Wednesday, January 12, 2011 - 12:12 PM

Tajikistan has agreed to give up a chunk of its territory to neighboring China:
Parliament voted Wednesday in favor of giving up around 1,000 square kilometers of land in the Central Asian nation's sparsely populated Pamir Mountains region. There was no immediate information on how many people live in the territory to be ceded.
Opposition leader Mukhiddin Kabiri said the land transfer is unconstitutional and represents a defeat for Tajik diplomacy. But Foreign Minister Khamrokon Zarifi portrayed it as a victory, saying China had initially claimed more than 11,000 square miles (28,000 square kilometers).
The dispute dates to the 19th Century, when Tajikistan was part of Czarist Russia.

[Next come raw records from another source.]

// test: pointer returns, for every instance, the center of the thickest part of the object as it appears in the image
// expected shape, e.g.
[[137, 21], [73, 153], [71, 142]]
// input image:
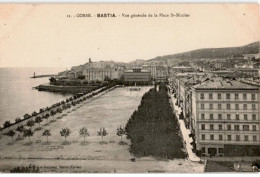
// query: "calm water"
[[17, 96]]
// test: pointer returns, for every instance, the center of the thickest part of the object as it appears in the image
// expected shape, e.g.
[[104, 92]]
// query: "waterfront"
[[17, 95], [109, 111]]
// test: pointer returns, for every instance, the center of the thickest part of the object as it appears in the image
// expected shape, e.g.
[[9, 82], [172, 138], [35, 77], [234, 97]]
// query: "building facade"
[[137, 75], [225, 117]]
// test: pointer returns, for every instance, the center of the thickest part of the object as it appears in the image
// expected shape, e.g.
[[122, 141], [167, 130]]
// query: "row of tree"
[[58, 106], [65, 132], [153, 129]]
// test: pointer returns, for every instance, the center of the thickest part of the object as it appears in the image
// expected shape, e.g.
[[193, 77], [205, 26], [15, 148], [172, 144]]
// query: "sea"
[[17, 96]]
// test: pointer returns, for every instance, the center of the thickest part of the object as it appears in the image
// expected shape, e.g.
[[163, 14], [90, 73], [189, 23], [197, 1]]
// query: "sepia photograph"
[[130, 88]]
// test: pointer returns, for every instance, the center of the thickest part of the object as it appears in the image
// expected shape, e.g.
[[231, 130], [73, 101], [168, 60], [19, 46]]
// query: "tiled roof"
[[224, 84]]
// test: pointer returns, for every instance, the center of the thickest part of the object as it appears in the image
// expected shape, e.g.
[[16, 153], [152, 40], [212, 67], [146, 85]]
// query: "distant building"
[[137, 75], [225, 118], [94, 74]]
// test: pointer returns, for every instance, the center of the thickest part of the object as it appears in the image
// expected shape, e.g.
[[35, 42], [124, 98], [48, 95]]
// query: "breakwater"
[[62, 105], [65, 89]]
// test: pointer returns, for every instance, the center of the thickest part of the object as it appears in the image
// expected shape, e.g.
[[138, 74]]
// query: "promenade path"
[[185, 132]]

It seems a little bit petty of China to be engaging in a land dispute with a country that could fit inside it 67 times, but every little bit helps I suppose. The Pamirs are in quite an interesting spot geopolitically, running from eastern Afghanistan and straddling the Tajikistan-Pakistan border all the way to China.
This has been a week of expansionism for China, which was accused by India of sending troops into a disputed region of Kashmir earlier this week, although Beijing denies it.
This is news to many people. This will certainly help China with its borders with troubled Afghanistan. Does anyone knows what Tajikistan gets in return? Maybe, grants or loans on favorable terms from China? China was willing to take about 9% of her original claim. The Indians should look into this as it's much cheaper than buying imported armaments and stationing tens of thousands of troops and weapons in the Himalayas.
"It seems a little bit petty of China to be engaging in a land dispute with a country that could fit inside it 67 times"
Sure, the American way is better and more effective way to expand territory - to migrate to a new world and terminate over 90% of native residents - the American Indians!